The present invention relates to a bottom structure of a biaxially-oriented blow-molded bottle-shaped container made of a synthetic resin such as polyethylene terephthalate or the like, which bottom structure has high mechanical strength such as impact resistance and stably exerts good “seat” function.
In a general structure of a self-standable bottom of a biaxially-oriented blow-molded bottle-shaped container made of a synthetic resin, particularly polyethylene terephthalate, a bottom wall is constructed in a domed shape, wherein a lower edge of said bottom wall and a lower edge of a container body are connected with a ground wall of in convex state downwardly, and said ground wall functions as a leg, so that the bottle-shaped container is self-standable.
Since the above described bottle-shaped container is formed by biaxially-oriented blow-molding, an orientation magnification at the ground wall that functions as the leg for the bottom is large. Hence, there is a disadvantage that a thickness of the wall at the ground wall tends to be thin. In particular, in case of a large bottle-shaped container with a content of 2 liters or more, such thin wall at the ground wall may be cause insufficient mechanical strength and unsteady “seat” function of the bottle-shaped container.
Particularly, in recent time, due to strong requirement of minimization of resource consumption, the thickness of a bottle-shaped container of the above-described type tends to be thinner. Hence, there is a strong tendency such that the thickness at the ground wall tends to be further thin.

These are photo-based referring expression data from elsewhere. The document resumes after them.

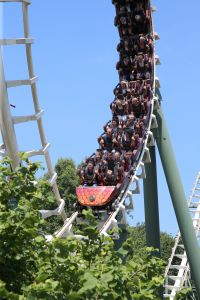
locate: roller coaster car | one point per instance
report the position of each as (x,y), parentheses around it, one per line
(96,196)
(100,196)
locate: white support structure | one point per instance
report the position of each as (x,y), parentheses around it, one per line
(177,274)
(7,121)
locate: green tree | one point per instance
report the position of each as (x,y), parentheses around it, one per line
(67,181)
(31,268)
(138,241)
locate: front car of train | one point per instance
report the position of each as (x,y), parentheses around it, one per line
(107,174)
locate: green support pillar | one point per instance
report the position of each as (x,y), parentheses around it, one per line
(178,198)
(151,203)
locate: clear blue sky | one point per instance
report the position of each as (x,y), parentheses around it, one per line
(75,56)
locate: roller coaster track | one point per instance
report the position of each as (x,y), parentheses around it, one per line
(177,274)
(10,148)
(143,156)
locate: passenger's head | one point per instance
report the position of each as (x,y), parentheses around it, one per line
(140,57)
(109,173)
(117,156)
(90,166)
(137,18)
(124,84)
(115,123)
(131,117)
(98,155)
(118,102)
(108,131)
(131,84)
(126,60)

Hence, the above-described disadvantage occurs remarkably and more easily.
In order to resolve the above-described disadvantage, JP-A-H09-510168 (derived from WO-A1-95-25041, particularly, claims, FIG. 2 and FIG. 4) discloses a bottle-shaped container comprising a neck designed so as to adapt to receive a cap, a substantially cylindrical side wall, and a bottom, wherein said bottom has a concaved or hollowed central portion and a convex circumferential surface wall, said convex circumferential surface wall includes radially-arranged grooves and connects to the concave central portion in the bottom via a substantially flat annular surface, and each of the radially-arranged grooves at a bottom thereof and the flat annual surface are substantially in contact and connected with each other.
Further, JP-A-H05-254532 discloses a bottle circumferentially formed with a plurality of bottom-reinforcing sections comprising concave and/or convex portions in a proximity of a lower end of a wall of a bottom.

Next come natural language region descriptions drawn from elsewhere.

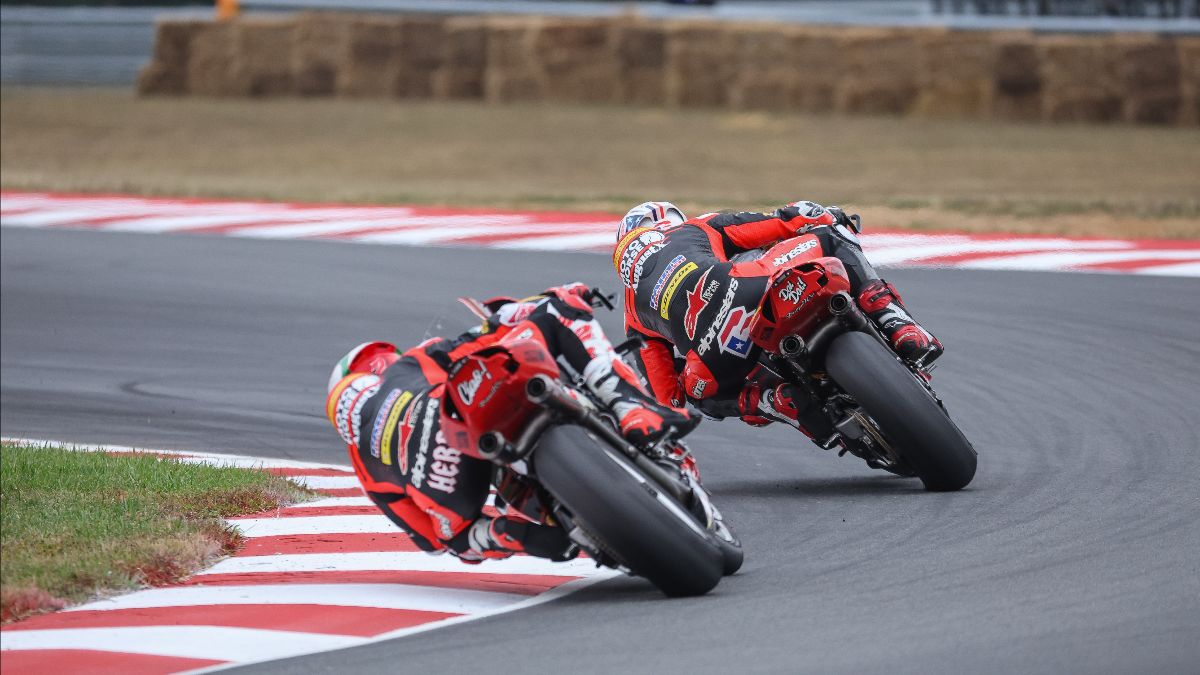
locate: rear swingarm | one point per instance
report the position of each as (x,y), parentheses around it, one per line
(556,401)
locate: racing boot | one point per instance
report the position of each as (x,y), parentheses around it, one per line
(642,420)
(761,406)
(883,305)
(490,538)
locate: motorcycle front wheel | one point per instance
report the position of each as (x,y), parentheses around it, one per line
(627,514)
(906,412)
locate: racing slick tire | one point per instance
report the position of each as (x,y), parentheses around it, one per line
(627,514)
(905,411)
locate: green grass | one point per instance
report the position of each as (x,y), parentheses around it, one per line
(76,524)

In said JP-A-H09-510168, however, a thickness of the circumferential surface wall is thin, because the blow ratio of the circumferential wall that forms legs is high. Therefore, the grooves can reinforce the circumferential surface only near the grooves. Hence, there is a problem that a number of grooves are required to be provided, whereby a structure of the bottom becomes complex, and that differences in thicknesses between the groove portions and the circumferential surface wall portions occur consequentially, so that said differences cause the thickness of the circumferential surface further thin.
In said JP-A-H05-254532, since said bottom-reinforcing sections are provided in the circumferential wall portion (that is, a heel portion of the bottle, where the bottom is connected to the body), only the heel portion is reinforced in the bottom. A portion exerting grounding function is not reinforced at all. Hence, there is a problem in the past that stable “seat” function cannot be obtained by JP-A-H05-254532.